Looking at the sequence of packet transfers between the source and destination received via Wireshark, you will see that:
1. Source sent SYN packets to the destination
2. Destination sent RST packets to the destination
How Null Scan works
In this section, we are going to explain the Null Scan to you. A Null Scan is a series of TCP packets which hold a sequence number of “zeros” (0000000). Since there is no flag in this type of scan, the destination does not know how to respond to the request. For this reason, it destroys this packet and does not send any response indicating that the port is open.
Note: Null scan only works on Linux devices and does not work on the latest version of Windows.

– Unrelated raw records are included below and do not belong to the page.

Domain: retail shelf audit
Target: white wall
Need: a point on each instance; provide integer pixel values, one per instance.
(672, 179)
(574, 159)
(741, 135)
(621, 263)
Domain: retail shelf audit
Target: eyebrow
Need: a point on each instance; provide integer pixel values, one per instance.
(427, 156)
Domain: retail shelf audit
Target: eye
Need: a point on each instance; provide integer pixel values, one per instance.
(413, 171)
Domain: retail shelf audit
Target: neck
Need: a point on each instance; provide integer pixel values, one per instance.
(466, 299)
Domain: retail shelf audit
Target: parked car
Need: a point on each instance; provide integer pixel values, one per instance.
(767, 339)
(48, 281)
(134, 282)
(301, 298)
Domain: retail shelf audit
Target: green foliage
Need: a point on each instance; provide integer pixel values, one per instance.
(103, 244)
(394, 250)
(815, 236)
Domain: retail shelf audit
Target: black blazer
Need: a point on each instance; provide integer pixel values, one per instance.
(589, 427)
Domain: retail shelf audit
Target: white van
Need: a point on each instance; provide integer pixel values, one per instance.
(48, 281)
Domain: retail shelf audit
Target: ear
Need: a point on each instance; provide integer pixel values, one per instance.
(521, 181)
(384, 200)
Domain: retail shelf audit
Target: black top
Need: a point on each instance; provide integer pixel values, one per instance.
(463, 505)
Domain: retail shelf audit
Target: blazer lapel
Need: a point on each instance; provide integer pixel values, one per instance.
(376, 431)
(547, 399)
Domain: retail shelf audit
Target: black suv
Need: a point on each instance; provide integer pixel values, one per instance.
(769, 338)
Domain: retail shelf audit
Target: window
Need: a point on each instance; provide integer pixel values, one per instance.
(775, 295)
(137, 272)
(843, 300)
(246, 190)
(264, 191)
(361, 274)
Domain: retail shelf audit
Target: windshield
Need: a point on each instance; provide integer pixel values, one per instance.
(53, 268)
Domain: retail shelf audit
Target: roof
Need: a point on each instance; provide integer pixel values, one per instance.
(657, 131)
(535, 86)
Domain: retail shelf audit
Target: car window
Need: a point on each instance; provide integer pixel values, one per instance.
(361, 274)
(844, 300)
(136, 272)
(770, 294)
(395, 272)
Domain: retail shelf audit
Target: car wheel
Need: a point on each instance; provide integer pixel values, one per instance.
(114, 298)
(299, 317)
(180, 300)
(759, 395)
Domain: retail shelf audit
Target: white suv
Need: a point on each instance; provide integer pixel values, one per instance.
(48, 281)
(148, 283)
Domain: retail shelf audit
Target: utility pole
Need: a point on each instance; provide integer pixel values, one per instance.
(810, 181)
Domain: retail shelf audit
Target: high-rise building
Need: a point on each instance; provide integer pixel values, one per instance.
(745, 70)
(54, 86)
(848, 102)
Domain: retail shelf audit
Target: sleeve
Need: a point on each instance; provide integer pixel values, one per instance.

As in the previous steps, you can type the following NMAP command for TCP scan as well as start Wireshark on another hand to capture the sent Packet:
nmap -sN -p 22 192.168.1.102
By executing the above command, you will see that port 22 is open.
As you can see in the image below:
1. Source sent Null packets to the destination
2. Destination sent no reply to the source
Scan the following instructions for TCP again and start Wireshark to record the packet sent:
nmap -sN -p 3389 192.168.1.102
As you can see, port 3389 is closed.
Looking at the sequence of packet transfers between the source and destination received via Wireshark, you will see that:
1. Source sent Null (none) packets to the destination
2. Destination sent RST, ACK to source
Conclusion
Wireshark is the name of an Internet analytics tool formerly called Ethereal. This software analyzes the packets that are sent and received via the Internet and displays them to the user. Wireshark has many capabilities and you can use it to check packages sent and received on the Internet. In this article, we tried to teach you to step by step how to Use Wireshark in Nmap by giving an example.